ABSTRACT

In a letter to his friend, the Cambridge don Charles Mason, the Reverend William Smith, a Church of England minister on the island of Nevis, described a recreational outing which took place ‘in the Month of July, 1719’, at which time ‘Mr Moses Pinheiro a Jew and myself, went to angle in Black Rock Pond’, a body of water ‘situate[d] a quarter of a mile or better Northwards from Charles Town our Metropolis or Capital, and about thirty yards distant from the Sea’.1 Smith lived in Nevis from 1719 to 1724, serving as rector of the parish of St. John’s Fig Tree, outside Charlestown, before returning to England to take up the well-endowed living of St. Mary’s, Bedford.2 As the island’s principal clergyman, he possessed considerable social capital, and his letters are lled with references to the elite men and women which whom he socialised.
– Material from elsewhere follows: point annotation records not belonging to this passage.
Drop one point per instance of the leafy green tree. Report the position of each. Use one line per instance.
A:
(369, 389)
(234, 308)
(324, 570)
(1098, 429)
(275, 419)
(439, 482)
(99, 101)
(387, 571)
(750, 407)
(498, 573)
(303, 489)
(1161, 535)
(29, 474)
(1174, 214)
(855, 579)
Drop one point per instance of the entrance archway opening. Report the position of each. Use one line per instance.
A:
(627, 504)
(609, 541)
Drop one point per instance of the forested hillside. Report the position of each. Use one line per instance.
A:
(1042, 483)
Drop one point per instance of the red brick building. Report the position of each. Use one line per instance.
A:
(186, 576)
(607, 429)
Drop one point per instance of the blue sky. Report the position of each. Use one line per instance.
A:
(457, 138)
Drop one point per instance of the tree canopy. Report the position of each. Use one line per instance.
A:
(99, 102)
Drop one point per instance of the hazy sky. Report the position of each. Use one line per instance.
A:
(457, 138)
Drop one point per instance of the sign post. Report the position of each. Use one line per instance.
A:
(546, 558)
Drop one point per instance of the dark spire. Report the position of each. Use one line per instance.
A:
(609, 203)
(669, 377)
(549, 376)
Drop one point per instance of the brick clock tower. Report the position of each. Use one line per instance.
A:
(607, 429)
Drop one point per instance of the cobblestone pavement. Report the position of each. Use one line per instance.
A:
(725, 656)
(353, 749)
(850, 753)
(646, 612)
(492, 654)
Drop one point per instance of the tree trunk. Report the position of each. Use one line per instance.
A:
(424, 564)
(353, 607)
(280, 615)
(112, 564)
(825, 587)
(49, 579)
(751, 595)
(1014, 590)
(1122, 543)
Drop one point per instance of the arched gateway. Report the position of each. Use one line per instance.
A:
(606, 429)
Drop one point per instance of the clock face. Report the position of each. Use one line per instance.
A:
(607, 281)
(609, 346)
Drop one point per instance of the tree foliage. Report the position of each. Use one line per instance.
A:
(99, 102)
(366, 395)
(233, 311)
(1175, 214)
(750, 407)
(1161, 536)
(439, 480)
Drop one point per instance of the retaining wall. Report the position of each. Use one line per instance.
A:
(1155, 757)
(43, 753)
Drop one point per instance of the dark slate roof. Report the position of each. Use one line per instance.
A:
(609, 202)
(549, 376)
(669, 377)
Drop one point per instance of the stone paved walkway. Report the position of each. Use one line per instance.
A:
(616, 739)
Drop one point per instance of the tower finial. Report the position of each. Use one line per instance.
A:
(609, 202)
That he chose to befriend a Jew, and to give this relationship a prominent mention in correspondence with a friend in the metropole, implies that it was possible for Jews to form bonds of acceptance and friendship with Gentiles, even churchmen. But that Smith felt it necessary to identify Pinheiro exclusively in terms of his religion suggests that their friendship was complicated by the latter’s status as a member of a religious minority within colonial British America.